# Blacklist and whitelist

The content that appears on the article pages of a Tenant is extracted with Boilerpipe from the source code of the original website.

To deliver a clean and fluid UX in mobile, there are extraneous elements from the Desktop version that are filtered by default.

The whitelist and blacklist are what direct Boilerpipe to omit or add the specific elements that are needed.

Both the whitelist and blacklist are defined in a tenant's definition.json inside configuration.

"whitelist": "elements_to_include",
"blacklist": "elements_to_remove"

The elements can be HTML classes or ids listed without any class or id mark (. or #) and separated by a comma without space.

HTML tags can also be added in capital letters (e.g.

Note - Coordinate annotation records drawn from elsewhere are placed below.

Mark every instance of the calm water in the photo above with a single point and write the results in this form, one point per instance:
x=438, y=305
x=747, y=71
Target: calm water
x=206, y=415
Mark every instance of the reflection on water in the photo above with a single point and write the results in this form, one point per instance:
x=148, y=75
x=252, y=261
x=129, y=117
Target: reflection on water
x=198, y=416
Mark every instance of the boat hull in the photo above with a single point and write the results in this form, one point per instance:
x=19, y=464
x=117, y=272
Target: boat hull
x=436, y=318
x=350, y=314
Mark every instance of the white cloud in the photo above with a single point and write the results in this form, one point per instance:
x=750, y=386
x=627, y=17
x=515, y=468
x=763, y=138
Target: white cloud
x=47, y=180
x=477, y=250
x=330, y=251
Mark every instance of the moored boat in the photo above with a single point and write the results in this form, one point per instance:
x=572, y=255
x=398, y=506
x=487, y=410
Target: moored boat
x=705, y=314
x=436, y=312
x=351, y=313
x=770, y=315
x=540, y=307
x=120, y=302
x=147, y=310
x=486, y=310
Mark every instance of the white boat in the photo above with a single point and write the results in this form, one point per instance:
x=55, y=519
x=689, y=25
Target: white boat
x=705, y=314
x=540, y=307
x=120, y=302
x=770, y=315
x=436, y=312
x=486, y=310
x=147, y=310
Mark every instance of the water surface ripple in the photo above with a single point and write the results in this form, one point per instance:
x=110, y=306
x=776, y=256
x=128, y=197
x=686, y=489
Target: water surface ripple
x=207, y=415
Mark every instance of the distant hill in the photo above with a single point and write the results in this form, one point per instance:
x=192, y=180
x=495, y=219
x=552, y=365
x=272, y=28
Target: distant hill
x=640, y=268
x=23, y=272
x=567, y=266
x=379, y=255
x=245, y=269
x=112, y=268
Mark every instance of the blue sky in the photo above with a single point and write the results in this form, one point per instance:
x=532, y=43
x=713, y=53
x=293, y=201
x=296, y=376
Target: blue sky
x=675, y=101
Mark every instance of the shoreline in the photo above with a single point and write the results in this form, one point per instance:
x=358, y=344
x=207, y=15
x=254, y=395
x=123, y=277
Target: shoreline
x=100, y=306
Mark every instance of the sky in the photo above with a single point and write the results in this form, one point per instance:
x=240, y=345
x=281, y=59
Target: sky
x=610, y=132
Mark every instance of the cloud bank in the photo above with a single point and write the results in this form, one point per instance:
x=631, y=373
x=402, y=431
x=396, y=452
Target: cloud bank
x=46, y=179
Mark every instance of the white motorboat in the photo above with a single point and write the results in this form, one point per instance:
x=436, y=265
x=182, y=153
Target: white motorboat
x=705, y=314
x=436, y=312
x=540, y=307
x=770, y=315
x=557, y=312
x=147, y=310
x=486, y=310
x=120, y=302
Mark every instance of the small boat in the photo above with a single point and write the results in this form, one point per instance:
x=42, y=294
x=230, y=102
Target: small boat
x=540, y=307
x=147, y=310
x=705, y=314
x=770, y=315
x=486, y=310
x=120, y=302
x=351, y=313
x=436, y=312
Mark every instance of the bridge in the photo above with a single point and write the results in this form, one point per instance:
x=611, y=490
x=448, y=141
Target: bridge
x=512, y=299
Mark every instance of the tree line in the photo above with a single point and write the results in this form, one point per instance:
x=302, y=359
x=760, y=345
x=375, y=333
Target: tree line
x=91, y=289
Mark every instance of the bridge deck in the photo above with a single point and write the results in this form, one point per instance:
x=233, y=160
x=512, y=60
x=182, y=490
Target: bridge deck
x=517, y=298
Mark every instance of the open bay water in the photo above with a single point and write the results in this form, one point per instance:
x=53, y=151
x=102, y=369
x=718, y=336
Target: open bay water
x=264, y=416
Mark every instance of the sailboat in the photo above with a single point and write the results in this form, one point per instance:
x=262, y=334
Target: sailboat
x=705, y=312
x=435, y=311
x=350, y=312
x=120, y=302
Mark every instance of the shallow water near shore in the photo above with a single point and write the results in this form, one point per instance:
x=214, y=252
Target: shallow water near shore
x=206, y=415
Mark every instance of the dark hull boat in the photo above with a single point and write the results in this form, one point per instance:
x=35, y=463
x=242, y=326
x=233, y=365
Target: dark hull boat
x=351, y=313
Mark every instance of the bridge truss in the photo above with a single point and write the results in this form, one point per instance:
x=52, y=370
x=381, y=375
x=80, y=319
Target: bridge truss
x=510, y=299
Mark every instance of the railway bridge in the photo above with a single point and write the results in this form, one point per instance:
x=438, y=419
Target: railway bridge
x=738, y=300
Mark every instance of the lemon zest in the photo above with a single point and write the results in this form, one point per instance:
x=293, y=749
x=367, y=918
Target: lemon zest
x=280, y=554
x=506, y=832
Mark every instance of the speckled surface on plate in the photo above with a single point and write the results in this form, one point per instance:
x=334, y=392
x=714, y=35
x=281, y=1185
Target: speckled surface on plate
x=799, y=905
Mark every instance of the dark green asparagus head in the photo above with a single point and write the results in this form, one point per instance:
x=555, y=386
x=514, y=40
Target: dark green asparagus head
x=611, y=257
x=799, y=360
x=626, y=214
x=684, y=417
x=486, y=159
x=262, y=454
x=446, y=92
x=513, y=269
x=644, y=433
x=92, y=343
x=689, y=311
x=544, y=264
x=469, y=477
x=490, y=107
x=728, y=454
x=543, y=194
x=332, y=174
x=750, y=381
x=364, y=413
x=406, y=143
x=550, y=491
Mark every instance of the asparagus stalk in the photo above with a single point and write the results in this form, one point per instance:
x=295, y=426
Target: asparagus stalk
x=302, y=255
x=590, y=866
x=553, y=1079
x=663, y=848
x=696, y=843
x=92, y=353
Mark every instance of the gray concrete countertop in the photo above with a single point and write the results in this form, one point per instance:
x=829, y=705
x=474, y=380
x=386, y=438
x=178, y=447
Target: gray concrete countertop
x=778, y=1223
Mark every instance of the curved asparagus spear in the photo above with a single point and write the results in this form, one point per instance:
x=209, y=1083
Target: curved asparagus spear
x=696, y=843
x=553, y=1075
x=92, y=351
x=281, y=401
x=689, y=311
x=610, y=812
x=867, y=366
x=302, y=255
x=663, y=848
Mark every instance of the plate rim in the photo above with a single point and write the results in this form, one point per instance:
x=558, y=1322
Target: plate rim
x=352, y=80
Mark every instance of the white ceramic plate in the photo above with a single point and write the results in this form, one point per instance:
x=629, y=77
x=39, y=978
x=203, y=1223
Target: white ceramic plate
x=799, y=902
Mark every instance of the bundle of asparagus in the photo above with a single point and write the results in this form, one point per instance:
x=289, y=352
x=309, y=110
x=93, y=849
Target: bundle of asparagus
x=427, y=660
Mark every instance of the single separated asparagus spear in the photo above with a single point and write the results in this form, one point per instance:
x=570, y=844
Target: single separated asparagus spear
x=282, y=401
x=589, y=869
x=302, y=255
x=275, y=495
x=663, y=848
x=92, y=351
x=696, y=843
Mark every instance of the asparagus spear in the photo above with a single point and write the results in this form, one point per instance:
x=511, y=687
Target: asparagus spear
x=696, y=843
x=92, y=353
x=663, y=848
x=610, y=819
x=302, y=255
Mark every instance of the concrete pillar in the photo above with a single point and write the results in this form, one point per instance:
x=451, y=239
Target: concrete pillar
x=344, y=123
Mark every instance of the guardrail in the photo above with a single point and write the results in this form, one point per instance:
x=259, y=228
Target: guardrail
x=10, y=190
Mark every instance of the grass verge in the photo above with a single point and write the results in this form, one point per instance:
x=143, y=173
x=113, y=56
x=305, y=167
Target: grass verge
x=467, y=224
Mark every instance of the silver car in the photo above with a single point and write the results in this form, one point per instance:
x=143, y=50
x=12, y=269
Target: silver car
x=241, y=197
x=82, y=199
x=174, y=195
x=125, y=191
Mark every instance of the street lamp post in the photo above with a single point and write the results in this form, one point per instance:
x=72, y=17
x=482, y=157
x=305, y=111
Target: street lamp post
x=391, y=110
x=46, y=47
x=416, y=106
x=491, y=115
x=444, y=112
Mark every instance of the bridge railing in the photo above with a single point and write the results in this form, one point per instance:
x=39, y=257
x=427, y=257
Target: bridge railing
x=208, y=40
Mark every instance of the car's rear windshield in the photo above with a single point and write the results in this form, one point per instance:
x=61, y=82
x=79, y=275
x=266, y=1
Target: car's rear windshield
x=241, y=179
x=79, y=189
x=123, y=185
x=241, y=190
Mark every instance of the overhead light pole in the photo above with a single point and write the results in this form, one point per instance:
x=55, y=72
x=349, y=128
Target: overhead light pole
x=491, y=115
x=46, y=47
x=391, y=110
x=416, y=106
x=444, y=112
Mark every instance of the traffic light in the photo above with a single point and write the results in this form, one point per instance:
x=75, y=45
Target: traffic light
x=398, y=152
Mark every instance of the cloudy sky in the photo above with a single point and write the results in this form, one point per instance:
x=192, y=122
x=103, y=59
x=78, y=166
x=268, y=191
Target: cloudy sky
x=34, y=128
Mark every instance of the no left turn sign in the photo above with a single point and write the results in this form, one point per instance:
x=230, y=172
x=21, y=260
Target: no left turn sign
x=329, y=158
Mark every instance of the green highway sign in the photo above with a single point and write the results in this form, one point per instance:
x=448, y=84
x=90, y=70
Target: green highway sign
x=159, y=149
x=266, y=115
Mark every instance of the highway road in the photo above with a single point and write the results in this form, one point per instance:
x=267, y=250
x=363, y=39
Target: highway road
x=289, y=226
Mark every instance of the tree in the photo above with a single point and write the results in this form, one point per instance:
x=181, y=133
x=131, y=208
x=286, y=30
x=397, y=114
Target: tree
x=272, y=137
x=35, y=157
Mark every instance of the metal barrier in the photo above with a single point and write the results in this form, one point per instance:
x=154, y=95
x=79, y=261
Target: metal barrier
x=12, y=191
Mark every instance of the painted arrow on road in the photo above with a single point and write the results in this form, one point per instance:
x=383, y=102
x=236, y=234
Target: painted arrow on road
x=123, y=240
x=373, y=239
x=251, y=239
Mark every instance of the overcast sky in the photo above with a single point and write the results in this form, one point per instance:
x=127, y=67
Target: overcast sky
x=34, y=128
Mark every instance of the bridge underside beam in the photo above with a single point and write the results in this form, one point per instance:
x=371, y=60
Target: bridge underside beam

ASIDE), and it also accepts attributes defined like this: [attribute=anyData]

Adding == to the beginning of a class will either blacklist or whitelist the elements that only have that specific item. Elements that have the same class besides others will not be affected.

For example, if we had these two HTML elements:

<div class=“a”>A</div>
<div class=“a b c”>A B C</div>

The following line would only remove the first element because the second one has more classes other than “a”:

"blacklist":"==a"

Blacklist has priority over whitelist. Therefore, if the same selector is both blacklisted and whitelisted, it won’t show. To reverse this behavior in very specific cases where this may be needed, the greedyWhitelist flag can be added.

# Whitelist

whitelist identifies elements or characteristics for Boilerpipe to extract and use on a Tenant.

Examples might include author name, tags, publishing date, etc.

"whitelist": "[href=/author/],slideshow-subtitle,article-full-picture,cover-img,[itemprop=datePublished],img-credits"

# Blacklist

blacklist avoids the extraction of elements.

Defined items might include a publisher's sharing bar, which would be excluded because Marfeel provides a native auto-hiding social sharing bar by default or an image that does not have to be in mobile.

"blacklist": "desktop-footer,==off-phones,article-bottom-blocks-comment-layout-cell-sidebar,OUTBRAIN,term-name-descriptionH3"

WARNING

This applies to Boilerpipe, affecting only article pages. To exclude a section or a group of articles, use blacklistedUrlPatterns.

TIP

There are other extraction flags that can be added in definition.json to cover the needs of every Tenant.